NEW DELHI: The central government on Friday issued a notification detailing concessional tariff benefits for vehicles imported from the United Kingdom, ahead of the India-UK Comprehensive Economic and Trade Agreement coming into effect this Wednesday.
The agreement outlines phased modifications to the Tariff Rate Quota (TRQ) over a 15-year period. While it brings a massive reduction in import duties on UK vehicles from nearly 110% down to 10%, it deliberately secures India’s domestic electric vehicle (EV) manufacturing ecosystem. This quota system will be applicable to both countries.
Industry sources indicate that the pact is unlikely to disrupt India’s premium automotive market immediately.
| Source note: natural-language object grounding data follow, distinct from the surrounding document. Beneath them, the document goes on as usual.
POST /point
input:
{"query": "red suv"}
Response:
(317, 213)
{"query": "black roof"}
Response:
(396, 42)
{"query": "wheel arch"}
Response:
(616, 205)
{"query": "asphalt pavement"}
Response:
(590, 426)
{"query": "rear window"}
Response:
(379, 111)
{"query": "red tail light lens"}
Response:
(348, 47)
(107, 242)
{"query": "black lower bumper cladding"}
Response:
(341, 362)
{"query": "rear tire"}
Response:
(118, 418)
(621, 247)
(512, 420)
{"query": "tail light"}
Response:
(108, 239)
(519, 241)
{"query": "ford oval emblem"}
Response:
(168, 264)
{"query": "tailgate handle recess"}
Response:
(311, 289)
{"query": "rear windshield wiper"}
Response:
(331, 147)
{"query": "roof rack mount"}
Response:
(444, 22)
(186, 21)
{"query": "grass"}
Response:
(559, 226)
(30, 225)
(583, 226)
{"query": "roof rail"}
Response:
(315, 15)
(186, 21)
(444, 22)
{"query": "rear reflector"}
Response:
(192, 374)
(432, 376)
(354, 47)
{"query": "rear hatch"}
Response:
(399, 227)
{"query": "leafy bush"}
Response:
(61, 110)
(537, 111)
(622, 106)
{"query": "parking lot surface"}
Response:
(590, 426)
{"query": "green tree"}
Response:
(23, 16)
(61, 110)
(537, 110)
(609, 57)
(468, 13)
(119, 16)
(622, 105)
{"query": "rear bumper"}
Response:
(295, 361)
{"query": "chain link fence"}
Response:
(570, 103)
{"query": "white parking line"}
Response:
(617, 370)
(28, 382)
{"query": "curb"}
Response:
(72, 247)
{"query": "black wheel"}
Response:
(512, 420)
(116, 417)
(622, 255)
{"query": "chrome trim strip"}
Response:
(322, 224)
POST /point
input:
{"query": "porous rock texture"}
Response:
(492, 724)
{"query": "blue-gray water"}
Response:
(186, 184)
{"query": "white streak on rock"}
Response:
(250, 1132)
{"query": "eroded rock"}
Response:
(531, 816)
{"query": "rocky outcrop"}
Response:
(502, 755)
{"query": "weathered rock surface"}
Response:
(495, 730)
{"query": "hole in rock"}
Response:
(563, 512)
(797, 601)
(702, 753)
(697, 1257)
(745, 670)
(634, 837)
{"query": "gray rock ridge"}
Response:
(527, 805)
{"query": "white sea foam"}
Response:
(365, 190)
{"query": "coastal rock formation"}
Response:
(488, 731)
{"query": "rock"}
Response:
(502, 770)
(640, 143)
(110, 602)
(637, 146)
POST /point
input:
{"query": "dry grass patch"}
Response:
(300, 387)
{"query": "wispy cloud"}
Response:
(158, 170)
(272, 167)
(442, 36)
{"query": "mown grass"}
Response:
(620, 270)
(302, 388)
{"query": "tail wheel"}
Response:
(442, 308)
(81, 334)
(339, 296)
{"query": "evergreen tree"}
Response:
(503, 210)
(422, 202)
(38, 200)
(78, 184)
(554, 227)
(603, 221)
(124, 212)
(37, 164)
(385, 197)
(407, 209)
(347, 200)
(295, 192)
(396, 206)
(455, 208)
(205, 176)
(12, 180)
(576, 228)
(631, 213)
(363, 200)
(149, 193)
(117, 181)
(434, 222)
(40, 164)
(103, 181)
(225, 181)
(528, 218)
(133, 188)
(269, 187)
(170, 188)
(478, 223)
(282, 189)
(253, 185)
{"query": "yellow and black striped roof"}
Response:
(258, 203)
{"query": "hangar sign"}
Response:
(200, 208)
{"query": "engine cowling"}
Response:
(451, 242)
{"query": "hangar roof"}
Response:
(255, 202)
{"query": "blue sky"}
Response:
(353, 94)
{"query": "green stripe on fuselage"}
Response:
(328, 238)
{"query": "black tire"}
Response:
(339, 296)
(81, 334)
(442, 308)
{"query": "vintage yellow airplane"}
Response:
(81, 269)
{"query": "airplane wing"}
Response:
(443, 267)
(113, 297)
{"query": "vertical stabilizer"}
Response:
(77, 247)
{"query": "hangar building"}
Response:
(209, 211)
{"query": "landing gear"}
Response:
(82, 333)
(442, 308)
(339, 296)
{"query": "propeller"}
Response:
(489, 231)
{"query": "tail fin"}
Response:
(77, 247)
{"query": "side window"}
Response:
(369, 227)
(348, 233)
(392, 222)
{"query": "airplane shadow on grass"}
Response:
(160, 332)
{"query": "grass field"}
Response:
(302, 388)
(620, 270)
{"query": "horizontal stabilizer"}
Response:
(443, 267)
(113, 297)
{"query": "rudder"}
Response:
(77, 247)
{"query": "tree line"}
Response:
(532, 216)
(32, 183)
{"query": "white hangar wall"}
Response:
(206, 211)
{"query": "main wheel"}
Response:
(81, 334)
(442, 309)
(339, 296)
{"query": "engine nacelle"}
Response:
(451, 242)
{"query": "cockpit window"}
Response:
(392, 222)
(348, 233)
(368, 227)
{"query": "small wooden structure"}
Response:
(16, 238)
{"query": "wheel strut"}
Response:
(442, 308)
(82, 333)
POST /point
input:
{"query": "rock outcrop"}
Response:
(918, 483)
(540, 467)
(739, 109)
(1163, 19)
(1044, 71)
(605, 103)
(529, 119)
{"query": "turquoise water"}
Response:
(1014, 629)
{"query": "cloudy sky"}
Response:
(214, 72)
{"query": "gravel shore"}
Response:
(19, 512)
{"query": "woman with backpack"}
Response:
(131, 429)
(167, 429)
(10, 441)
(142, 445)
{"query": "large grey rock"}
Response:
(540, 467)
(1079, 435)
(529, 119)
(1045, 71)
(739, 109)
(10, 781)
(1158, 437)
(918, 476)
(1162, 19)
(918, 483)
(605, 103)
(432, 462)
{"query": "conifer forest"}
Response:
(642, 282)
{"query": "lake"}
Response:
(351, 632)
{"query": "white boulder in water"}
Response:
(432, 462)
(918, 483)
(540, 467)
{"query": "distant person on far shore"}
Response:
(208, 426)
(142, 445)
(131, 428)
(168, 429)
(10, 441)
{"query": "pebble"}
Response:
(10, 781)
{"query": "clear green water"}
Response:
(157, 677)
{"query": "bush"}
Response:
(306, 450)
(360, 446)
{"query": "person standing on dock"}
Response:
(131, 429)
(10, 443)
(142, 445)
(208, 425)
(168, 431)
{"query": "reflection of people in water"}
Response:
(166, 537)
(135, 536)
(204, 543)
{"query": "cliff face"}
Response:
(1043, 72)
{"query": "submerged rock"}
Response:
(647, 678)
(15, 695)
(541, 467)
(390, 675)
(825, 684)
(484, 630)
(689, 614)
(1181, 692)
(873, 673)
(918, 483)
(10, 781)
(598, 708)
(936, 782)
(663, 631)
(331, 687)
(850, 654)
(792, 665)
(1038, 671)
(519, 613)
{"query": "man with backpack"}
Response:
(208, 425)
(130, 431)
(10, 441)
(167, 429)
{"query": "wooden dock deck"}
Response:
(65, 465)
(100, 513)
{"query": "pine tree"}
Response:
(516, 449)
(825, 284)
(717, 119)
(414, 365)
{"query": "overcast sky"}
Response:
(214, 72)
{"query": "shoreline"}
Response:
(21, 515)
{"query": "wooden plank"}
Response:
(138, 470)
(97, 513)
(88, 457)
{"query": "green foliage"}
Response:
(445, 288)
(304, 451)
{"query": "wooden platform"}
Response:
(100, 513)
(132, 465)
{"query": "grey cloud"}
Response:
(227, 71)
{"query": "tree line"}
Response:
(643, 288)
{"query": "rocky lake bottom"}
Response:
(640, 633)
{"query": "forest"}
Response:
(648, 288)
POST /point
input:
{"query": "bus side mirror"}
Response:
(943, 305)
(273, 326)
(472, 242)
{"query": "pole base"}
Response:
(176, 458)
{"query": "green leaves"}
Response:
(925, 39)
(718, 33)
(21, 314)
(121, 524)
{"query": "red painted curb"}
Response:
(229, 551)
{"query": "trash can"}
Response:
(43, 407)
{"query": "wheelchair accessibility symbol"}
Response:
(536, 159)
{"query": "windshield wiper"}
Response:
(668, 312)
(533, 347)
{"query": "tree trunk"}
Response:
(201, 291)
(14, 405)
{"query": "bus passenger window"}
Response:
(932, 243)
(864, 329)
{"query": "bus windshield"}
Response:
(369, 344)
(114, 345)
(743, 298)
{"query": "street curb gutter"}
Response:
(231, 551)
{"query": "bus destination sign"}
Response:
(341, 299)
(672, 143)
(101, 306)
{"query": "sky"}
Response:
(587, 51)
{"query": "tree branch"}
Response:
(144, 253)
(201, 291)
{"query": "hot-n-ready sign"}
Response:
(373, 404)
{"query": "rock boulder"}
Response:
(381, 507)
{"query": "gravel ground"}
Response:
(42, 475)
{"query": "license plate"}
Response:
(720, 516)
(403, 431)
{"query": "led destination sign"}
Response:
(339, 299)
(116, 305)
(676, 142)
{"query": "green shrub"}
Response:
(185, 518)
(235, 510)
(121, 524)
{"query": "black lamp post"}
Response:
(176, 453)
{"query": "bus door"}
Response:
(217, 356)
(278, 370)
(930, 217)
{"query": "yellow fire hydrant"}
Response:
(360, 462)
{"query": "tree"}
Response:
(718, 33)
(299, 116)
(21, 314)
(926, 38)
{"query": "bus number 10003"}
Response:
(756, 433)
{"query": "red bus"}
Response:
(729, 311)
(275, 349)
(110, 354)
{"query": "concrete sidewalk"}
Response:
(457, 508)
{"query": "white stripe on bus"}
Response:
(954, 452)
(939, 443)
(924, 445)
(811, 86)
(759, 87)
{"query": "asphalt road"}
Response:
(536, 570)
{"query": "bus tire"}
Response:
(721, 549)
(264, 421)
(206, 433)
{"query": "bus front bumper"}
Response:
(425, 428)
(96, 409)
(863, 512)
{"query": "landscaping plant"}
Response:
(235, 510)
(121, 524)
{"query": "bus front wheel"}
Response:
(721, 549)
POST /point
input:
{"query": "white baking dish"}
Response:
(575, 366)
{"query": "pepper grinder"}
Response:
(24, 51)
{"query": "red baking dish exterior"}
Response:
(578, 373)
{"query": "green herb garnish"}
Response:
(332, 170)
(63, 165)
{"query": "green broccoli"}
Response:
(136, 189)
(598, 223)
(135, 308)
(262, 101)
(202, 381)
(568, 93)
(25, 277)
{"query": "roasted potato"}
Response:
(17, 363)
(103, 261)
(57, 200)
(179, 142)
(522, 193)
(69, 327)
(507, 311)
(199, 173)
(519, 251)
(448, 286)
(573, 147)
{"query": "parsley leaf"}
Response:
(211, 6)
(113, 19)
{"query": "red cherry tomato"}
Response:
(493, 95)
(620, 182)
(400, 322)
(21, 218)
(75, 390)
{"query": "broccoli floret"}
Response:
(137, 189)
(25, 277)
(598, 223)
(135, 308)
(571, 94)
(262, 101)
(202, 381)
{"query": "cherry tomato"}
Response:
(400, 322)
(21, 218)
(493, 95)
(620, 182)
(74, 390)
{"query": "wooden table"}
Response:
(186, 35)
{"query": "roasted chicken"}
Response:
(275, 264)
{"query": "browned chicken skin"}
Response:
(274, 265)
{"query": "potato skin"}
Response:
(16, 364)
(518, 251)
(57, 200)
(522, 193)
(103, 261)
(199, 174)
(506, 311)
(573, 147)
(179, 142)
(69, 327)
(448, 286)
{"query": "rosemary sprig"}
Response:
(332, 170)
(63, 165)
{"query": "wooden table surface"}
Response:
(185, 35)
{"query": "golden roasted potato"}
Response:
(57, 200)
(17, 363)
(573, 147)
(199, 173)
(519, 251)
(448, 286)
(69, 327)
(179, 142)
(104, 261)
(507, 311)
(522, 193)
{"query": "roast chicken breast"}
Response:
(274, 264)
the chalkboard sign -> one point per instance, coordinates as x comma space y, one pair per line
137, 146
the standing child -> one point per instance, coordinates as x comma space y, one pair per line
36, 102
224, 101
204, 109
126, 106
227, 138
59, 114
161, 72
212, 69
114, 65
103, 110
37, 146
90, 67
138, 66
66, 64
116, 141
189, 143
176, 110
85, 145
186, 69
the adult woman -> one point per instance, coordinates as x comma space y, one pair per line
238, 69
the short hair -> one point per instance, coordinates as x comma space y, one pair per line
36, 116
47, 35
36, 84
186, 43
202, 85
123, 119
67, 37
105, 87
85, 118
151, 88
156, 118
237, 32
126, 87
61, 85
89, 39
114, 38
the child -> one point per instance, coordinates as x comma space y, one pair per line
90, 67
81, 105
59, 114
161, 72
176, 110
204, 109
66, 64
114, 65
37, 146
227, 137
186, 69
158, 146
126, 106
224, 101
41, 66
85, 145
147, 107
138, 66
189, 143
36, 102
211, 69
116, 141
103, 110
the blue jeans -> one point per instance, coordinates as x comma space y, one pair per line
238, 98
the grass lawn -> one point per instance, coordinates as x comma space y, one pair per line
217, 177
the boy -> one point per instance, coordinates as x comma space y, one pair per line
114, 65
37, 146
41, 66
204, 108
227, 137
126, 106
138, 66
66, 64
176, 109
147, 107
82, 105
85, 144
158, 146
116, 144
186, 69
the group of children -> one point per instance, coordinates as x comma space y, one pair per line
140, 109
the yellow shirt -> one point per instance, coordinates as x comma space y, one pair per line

Instead, competition within the luxury segment is expected to intensify gradually over the first five years as import duties drop to 10%. This phased reduction will make fully imported UK vehicles highly competitive against locally assembled models from luxury brands like Mercedes-Benz, BMW, and Audi, benefiting British brands like Jaguar Land Rover.
“The most significant outcome of this agreement is the window of opportunity it opens for Indian exports,” said Ravi Bhatia, President of automotive intelligence firm JATO Dynamics.
According to Bhatia, Indian-made electric, hybrid, and hydrogen-powered vehicles priced between 20,000 and 80,000 British Pounds will enjoy duty-free access to the UK market from the sixth year of the agreement. The export quota will scale up progressively, reaching up to 88,000 vehicles by the 15th year, presenting a substantial long-term opening for Indian manufacturers aiming to strengthen their global footprint.
“An initial quota of 20,000 vehicles in the first year accounts for less than 0.5% of India’s annual passenger vehicle market. While its immediate commercial impact remains limited, the agreement sets a crucial precedent for measured market access under a comprehensive free trade agreement, striking a balance between trade liberalization and domestic industry protection,” Bhatia added.
The duty reductions will be implemented in a phased manner rather than a single step. For large-engine vehicles, the import duty will drop from 110% to 30% in the first year, eventually hitting 10% by the fifth year. For mid-range vehicles, the duty will be slashed from 66% to 50% initially, before tapering down to 10% over the same five-year period.
The import quota will start at 20,000 vehicles, rise to 37,000 units by the fifth year, and provide cumulative access for up to 3,78,000 vehicles over 15 years. Crucially, these preferential tariff rates will strictly apply to vehicles that fulfill the ‘Rules of Origin’ criteria and are manufactured within the UK, excluding models manufactured in third-party countries.
The Directorate General of Foreign Trade (DGFT), under the Ministry of Commerce, has already issued a public notice outlining the mechanism to monitor the Tariff Rate Quota for these vehicle imports. The notification details the annual quota allocations, applicable in-quota customs duty rates, and the formal procedure required to obtain quota certificates.